As the students get ready to leave their schools for the summer, it doesn't mean that those buildings are going to lie dormant for two months or so. They actually become relatively busy places, as everything from lockers, classrooms, floors, desks, cafeterias and roofs undergo repairs, upgrades or touch-ups.
There's usually a great deal of change going on in schools during the summer time.
For the third straight summer, one of the changes that will take place in schools is to the beverage mix available to students. In May 2006, the American Beverage Association developed national School Beverage Guidelines with the Alliance for a Healthier Generation - a joint initiative of the William J. Clinton Foundation and American Heart Association. Our industry agreed to the goal of implementing these guidelines by the 2009-2010 school year.

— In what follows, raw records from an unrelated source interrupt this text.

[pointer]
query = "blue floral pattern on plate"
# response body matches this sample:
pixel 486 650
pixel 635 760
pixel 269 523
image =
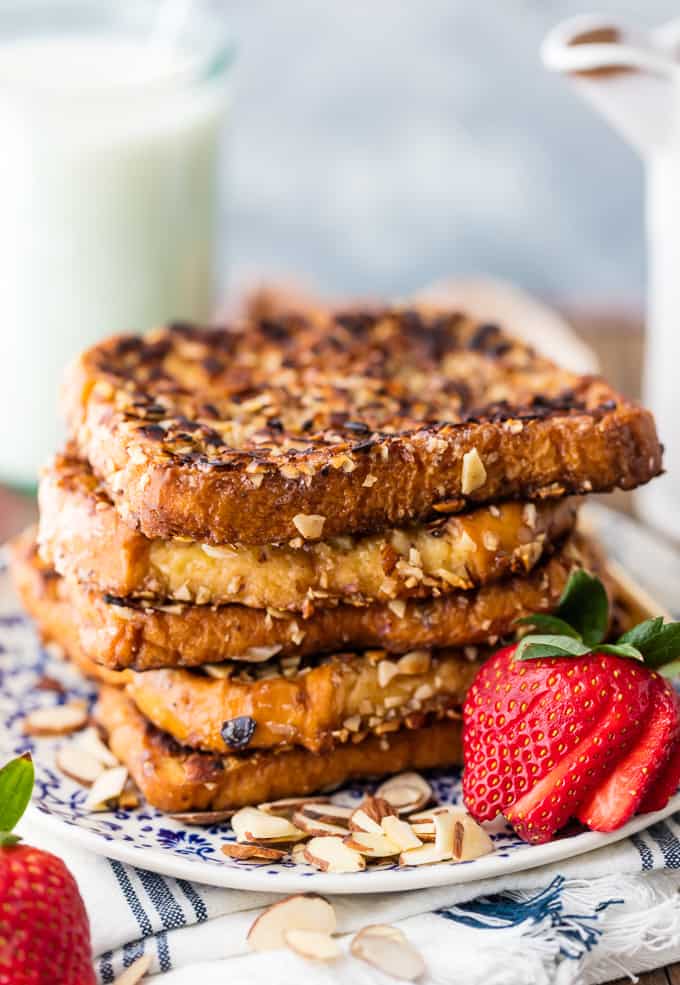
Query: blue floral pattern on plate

The guidelines change the beverage mix by capping calories, reducing portion sizes and removing full-calorie soft drinks. This means there is only water, low-fat and non-fat milk and portion-controlled 100 percent juice with no added sweeteners in elementary and middle schools, with the addition of non-diet soft drinks, low-calorie teas and portion-controlled sports drinks and waters in high schools.
A sound common-sense initiative that helps reinforce with students the need to balance the calories they consume with the calories they burn through exercise - an equation they are learning in school.

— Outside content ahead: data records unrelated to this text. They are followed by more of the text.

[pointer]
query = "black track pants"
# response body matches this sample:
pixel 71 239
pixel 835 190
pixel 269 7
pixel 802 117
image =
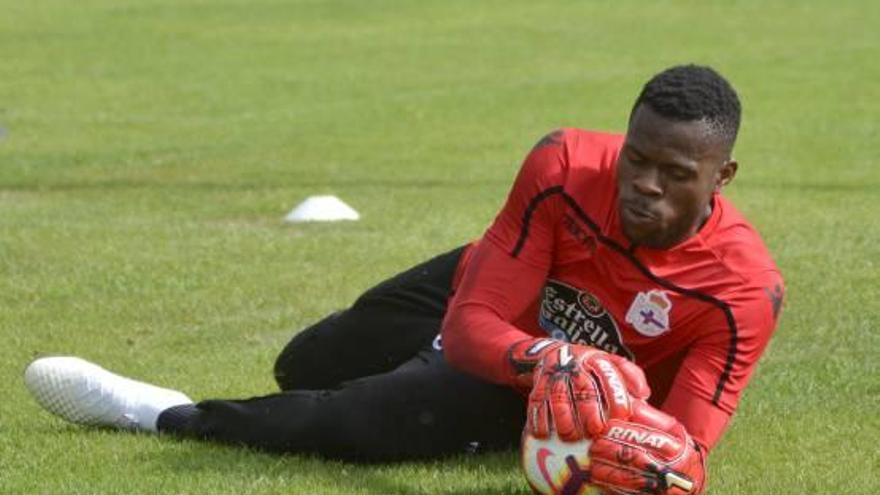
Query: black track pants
pixel 369 384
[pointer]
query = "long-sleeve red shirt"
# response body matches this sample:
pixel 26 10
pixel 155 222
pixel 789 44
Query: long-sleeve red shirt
pixel 696 317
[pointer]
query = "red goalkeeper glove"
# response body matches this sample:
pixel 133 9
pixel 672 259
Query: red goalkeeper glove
pixel 651 453
pixel 576 388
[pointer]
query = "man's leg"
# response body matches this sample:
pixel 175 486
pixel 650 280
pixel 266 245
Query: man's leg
pixel 385 327
pixel 422 409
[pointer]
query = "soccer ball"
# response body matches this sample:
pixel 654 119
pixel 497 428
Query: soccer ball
pixel 554 467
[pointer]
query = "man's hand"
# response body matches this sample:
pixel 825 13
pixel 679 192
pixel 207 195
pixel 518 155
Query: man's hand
pixel 576 388
pixel 649 453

Well, as you might imagine, a lot of the change in this beverage mix takes place during the summer months - when the work causes less disruption to the school. After all, these changes come at a cost to industry, millions of dollars worth of changes in fact, including retrofitting vending machines to accommodate the smaller portion sizes, developing the smaller portion-size containers, changing production and delivery capabilities and more.
But it's done all for the right reasons. The beverage industry stepped up to make these changes to do its part to address a very complex problem of overweight and obesity - a problem that is going to take many solutions and a comprehensive approach.
So when it comes to improving health care, the beverage industry is by no means on the sidelines. We've very much in the game and we're making big plays.
Help out if you can by checking with your school before summer lets out to make sure the guidelines are being implemented in your child's school. We need the school's agreement and help to make it happen. And thankfully, after two years, we have nearly 80 percent of schools under contract in compliance. But we want to keep working toward the goal.
Hopefully, you've already noticed the change. If you haven't, please let your principal or school superintendent know that this is the summer to make it happen in your school.